O resultado, é uma música altamente exploratória, fluída, líquida de tão harmonizada e que se apresenta ao nível “molecular”, sem ângulos ou esquinas, toda ela orgânica na forma como progride, aparentemente sem margens definidoras. E isso permite-lhe soar como uma espécie de corpo estético híbrido e mutante, algures entre o jazz, a música improvisada livre ou a música contemporânea. Tal facto surge amplificado pelo nítido interesse do grupo em explorar outro tipo de possibilidades texturais, adicionando a electrónica ao arsenal rítmico, libertando o piano para deambulações de poética abstracta absoluta. E na sua subcave, tanto os graves de Hasselberg quanto os pulsares de Lencastre apresentam-se inquisitivos, irrequietos, naturalmente curiosos, libertos de qualquer “dever” formal, capazes de se perderem em derivas que nos recompensam sempre a escuta atenta, na forma como parecem estar em permanente estado de inquietação. Quando a ausência de gravidade não nos ancora a uma ideia, a um registo ou conceito rígido, nada impede o pensamento de se perder na imensidão cósmica de possibilidades que o infinito espaço sonoro pode representar. E é esse o caso aqui.



[Devin Gray & Gerald Claver] 27 Licks! / Rataplan Records

São de gerações diferentes, os bateristas Devin Gray e Gerald Cleaver. A discografia de Gray recua até 2005 e coloca-o de pés firmemente apoiados num plano mais underground e a colaborar em projectos de gente como Nate Wooley ou Michael Formanek, entre vários outros. O percurso discográfico de Cleaver, baterista natural de Detroit, teve início duas décadas antes e levou-o a trabalhar ao lado de lendas como Roscoe Mitchell, Joe Morris ou Matthew Shipp, para citar três nomes muito diferentes.

Na página Bandcamp com que se apresenta este projecto, David Gray explica como conheceu Gerald Cleaver num workshop conduzido por Dave Douglas em 2006. Explica o mais jovem baterista que o senhor Cleaver incentivou o ensemble em que estava então integrado a “tocar música para lá das nossas limitações pessoais e das limitações naturais dos nossos instrumentos”: “Foi quando”, explica ainda Devin Gray, “percebi que me podia sentir bem a expressar-me pessoalmente através de formas musicais que já conhecia”. Basicamente, o veterano incentivou o discípulo a não temer o desconhecido e a cultivar o risco, o salto no abismo.

E é precisamente dessa curiosidade sem fundo, desse absoluto destemor, dessa vontade de ir para lá de tudo o que já se conhece que se faz este 27 Licks, um disco gravado em finais de 2019 em Brooklyn, em que o duo aplica a energia e o prazer absoluto que descobriu a tocar em conjunto nos mais variados locais desde 2011, incluindo na rua.

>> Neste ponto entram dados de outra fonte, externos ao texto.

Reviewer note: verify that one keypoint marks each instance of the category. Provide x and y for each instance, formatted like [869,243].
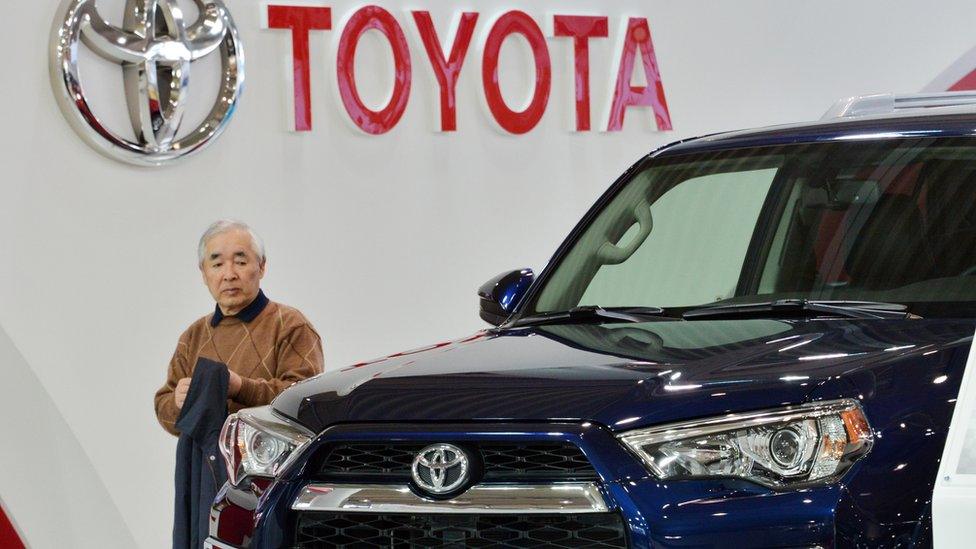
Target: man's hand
[233,384]
[179,394]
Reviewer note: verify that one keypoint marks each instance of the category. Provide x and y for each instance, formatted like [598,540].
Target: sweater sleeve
[299,357]
[166,410]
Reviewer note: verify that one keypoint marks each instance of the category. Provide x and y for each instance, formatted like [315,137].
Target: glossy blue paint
[584,384]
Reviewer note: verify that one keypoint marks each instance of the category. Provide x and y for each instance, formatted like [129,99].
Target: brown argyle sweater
[270,345]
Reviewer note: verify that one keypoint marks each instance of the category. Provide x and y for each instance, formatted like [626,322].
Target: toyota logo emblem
[440,469]
[155,48]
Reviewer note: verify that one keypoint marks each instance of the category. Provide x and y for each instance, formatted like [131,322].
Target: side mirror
[500,295]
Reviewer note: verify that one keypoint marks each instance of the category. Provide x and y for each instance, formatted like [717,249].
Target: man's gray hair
[222,226]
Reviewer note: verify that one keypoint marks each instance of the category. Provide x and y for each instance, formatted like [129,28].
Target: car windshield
[891,221]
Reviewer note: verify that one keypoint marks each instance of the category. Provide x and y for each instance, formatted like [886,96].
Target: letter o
[514,121]
[370,121]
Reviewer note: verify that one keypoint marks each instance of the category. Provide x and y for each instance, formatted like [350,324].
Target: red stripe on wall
[9,539]
[967,82]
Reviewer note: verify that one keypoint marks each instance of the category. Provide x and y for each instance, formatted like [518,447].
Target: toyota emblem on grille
[155,49]
[440,469]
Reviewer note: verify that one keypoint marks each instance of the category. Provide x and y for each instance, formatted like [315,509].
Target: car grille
[502,461]
[342,530]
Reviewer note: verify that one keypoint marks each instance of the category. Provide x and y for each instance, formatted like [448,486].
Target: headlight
[788,447]
[256,443]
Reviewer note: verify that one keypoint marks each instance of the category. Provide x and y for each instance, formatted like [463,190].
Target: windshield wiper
[805,307]
[590,314]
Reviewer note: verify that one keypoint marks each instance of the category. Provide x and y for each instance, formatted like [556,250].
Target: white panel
[365,234]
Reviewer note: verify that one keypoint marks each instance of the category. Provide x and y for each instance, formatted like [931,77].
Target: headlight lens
[788,447]
[256,443]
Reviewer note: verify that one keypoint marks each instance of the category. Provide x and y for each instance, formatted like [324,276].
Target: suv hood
[621,376]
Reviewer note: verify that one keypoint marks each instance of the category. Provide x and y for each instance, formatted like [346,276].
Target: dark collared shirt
[247,314]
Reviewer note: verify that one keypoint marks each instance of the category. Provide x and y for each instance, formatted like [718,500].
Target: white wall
[380,240]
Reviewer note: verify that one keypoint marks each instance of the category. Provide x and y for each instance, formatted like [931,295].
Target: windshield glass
[891,221]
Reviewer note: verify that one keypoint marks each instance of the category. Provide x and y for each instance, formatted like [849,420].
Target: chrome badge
[155,49]
[440,469]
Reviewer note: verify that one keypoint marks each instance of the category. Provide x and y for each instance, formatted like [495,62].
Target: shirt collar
[247,314]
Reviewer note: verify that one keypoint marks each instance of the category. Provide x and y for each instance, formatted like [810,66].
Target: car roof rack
[889,103]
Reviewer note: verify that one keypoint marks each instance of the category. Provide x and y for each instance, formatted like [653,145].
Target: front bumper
[716,512]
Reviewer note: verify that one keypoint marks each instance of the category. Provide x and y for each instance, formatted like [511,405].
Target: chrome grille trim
[479,499]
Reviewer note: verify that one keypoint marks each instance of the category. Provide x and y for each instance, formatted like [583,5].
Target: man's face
[232,271]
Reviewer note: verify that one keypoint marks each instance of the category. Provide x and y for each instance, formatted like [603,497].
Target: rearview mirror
[500,295]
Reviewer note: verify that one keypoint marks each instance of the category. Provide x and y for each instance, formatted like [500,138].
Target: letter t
[301,20]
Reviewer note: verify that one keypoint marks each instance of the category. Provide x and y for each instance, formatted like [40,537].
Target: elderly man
[266,346]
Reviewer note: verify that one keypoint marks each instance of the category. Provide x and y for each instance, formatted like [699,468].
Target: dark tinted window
[890,220]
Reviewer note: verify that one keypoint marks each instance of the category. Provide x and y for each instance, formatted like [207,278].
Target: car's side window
[715,212]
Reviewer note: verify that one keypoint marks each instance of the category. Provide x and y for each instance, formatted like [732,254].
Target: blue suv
[752,339]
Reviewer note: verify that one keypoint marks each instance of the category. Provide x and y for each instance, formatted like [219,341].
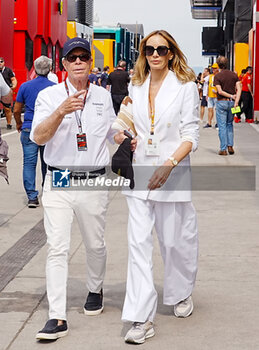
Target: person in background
[165,110]
[212,95]
[11,81]
[247,95]
[5,91]
[131,73]
[52,76]
[93,76]
[205,83]
[237,116]
[104,77]
[26,96]
[6,98]
[228,96]
[117,84]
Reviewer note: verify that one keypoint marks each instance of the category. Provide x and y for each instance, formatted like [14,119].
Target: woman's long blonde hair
[178,64]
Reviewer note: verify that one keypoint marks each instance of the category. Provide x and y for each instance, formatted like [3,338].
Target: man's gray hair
[42,65]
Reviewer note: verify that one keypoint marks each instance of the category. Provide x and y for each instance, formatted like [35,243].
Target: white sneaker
[139,332]
[184,308]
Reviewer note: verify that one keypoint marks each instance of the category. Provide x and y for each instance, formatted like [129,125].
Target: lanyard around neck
[77,115]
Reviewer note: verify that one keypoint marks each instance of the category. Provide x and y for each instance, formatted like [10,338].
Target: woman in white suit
[165,111]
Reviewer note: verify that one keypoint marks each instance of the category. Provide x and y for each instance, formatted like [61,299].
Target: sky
[172,15]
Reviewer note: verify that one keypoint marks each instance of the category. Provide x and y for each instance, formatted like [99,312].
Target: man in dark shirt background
[118,81]
[11,81]
[228,95]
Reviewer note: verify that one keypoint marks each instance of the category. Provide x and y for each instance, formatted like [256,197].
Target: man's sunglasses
[84,57]
[161,50]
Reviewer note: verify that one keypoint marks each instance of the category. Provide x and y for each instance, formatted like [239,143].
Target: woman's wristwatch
[173,161]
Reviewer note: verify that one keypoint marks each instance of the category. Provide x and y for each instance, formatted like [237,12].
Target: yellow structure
[241,57]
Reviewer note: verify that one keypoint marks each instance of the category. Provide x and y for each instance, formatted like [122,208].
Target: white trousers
[176,228]
[90,208]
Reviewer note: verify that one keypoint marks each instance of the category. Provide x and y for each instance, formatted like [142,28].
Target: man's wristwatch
[173,161]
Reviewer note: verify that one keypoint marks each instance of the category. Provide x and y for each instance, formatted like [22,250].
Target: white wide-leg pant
[90,209]
[176,227]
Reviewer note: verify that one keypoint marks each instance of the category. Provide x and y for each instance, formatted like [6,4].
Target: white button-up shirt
[97,117]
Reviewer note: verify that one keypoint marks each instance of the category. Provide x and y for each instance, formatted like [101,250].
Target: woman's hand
[160,175]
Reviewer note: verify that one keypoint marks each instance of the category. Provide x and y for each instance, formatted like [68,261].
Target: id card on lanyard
[152,142]
[80,136]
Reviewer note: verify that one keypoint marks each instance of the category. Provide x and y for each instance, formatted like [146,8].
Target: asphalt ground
[226,293]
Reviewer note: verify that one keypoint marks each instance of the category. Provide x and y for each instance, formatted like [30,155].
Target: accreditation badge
[81,142]
[152,145]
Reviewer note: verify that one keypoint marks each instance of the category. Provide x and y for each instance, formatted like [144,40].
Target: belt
[81,174]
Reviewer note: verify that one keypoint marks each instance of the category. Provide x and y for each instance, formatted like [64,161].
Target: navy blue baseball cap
[74,43]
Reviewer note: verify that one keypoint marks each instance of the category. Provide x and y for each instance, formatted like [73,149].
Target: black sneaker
[207,126]
[52,331]
[94,304]
[33,203]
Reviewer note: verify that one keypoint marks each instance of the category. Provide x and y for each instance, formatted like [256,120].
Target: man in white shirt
[73,119]
[205,85]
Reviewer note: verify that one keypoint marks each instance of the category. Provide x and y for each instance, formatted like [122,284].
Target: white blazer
[176,120]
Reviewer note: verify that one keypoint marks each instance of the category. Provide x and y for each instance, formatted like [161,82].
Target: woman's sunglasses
[161,50]
[84,57]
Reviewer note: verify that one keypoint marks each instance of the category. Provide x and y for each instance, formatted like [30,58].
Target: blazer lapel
[166,95]
[141,101]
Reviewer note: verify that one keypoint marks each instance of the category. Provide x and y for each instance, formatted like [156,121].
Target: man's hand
[72,103]
[120,137]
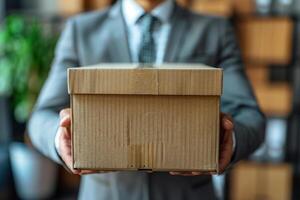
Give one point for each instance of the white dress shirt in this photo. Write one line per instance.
(131, 13)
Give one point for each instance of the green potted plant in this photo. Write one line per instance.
(26, 53)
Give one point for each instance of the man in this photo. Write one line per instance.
(147, 31)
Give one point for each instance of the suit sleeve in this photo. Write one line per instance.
(44, 121)
(238, 99)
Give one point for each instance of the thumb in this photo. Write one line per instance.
(227, 123)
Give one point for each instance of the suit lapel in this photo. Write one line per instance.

É também uma sentida homenagem de um discípulo a um mestre e uma celebração da energia que a amizade, o respeito mútuo e a criatividade sem amarras pode gerar. Duas baterias que dialogam, sem guião, em vívidas cadências de liberdade absoluta, de invenção formal, de luz, cor e brilho intenso, com os dois instrumentos a serem levados ao limite, explorando-se a totalidade das suas nuances cromáticas, com o metal, pele e madeira em harmonia total, num registo de um encontro especial, mas que ainda assim Devin Gray descreve como tendo aquela aura de “só mais um dia”. Porque nesta música, como nesta vida, de resto, todos os momentos são preciosos.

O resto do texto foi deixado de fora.